We’re off for a curry in a minute, Dominic says. You’re coming too. Drink it fast.

I can’t, I say. It’s Monday. There’s work tomorrow.

Yes you can, Norman says. We work too, you know.

I drink four glasses filled to the top like this. It makes them roar with laughter when I bend right down to drink it. Eventually I do it so that that’s what it will do, make them laugh.

At the restaurant, where everything smells too strong, and where the walls seem to be coming away from their skirting boards, they talk about work as if I’m not there. They make several jokes about Muslim pilots. They tell a long complicated joke about a blind Jewish man and a prostitute. Then Brian texts Dominic to say he can’t come. This causes a shouted dialogue with him down the phone about Chantelle, about Chantelle’s greggy friend, and about whether Chantelle’s greggy friend is there with Chantelle right now so that Brian can ‘watch’. Meanwhile I sit in the swirling restaurant and wonder what the word greggy means. It’s clearly a word they’ve made up. It makes them really laugh. It makes them laugh so much that people round us are looking offended, and so are the Indian people serving us. I can’t help laughing too.

The word seems to mean, on the whole, that they don’t think the other work experience girl wears enough make-up to work, regardless of the fact she’s sixteen and should really know how to by now, as Norman says. That she wears the wrong kinds of clothes. That she is a bit of a disappointment.

That she’s a bit, you know, greg, Dominic says.

I think I’m beginning to understand, I say.

I mean, take you. You exercise, and everything. You’ve got a top job, and everything. But that doesn’t make you a greg. That bike you’ve got. You can get away with it, Norman says.

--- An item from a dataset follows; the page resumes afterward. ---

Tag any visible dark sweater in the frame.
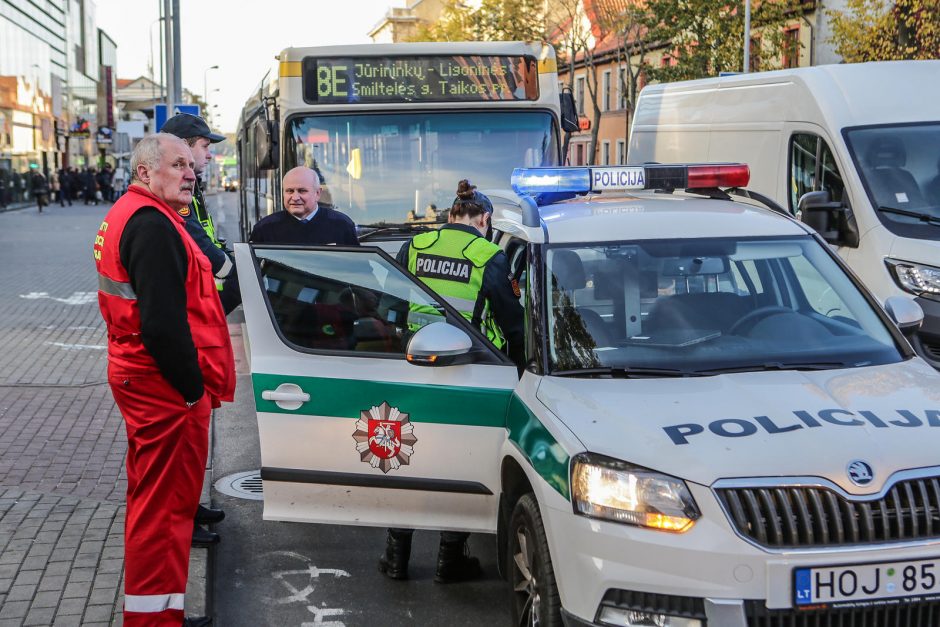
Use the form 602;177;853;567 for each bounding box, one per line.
249;205;359;246
118;207;203;402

So the fact that I look all right on a motorbike means I’m not a greg? I say.

They both burst out laughing.

So it means unfeminine? I say.

I’d like to see her gregging, Norman says looking at me. You and that good-looking little sister of yours.

They roar with laughter. I am beginning to find the laughter a bit like someone is sandpapering my skull. I look away from the people all looking at us. I look down at the tablecloth.

Aw. She doesn’t like not knowing the politically correct terms for things, Dominic says.

Greggy greggy greggy. Use your head, Norman says. Come on. Free associate.

Dreggy? I say. Something to do with dregs?

Getting there, getting there, Norman says.

Go on, give her a clue, Dominic says.

Okay. Here’s a great big clue. Like the man at the BBC, Norman says.

What man? I say.

The man who got the sack for Iraq, who used to run the BBC until he let people say what they shouldn’t have, out loud, on the news, Norman says.

Um, I say.

Are you retarded? Greg Dyke. Remember? Dominic says.

You mean, the work experience girl is something to do with Greg Dyke? I say.

They both laugh.

You mean, she says things out loud that she shouldn’t? I say.

She’s, like, a thespian, Norman says.

A what? I say.

A lickian, Norman says. Well, she looks like one.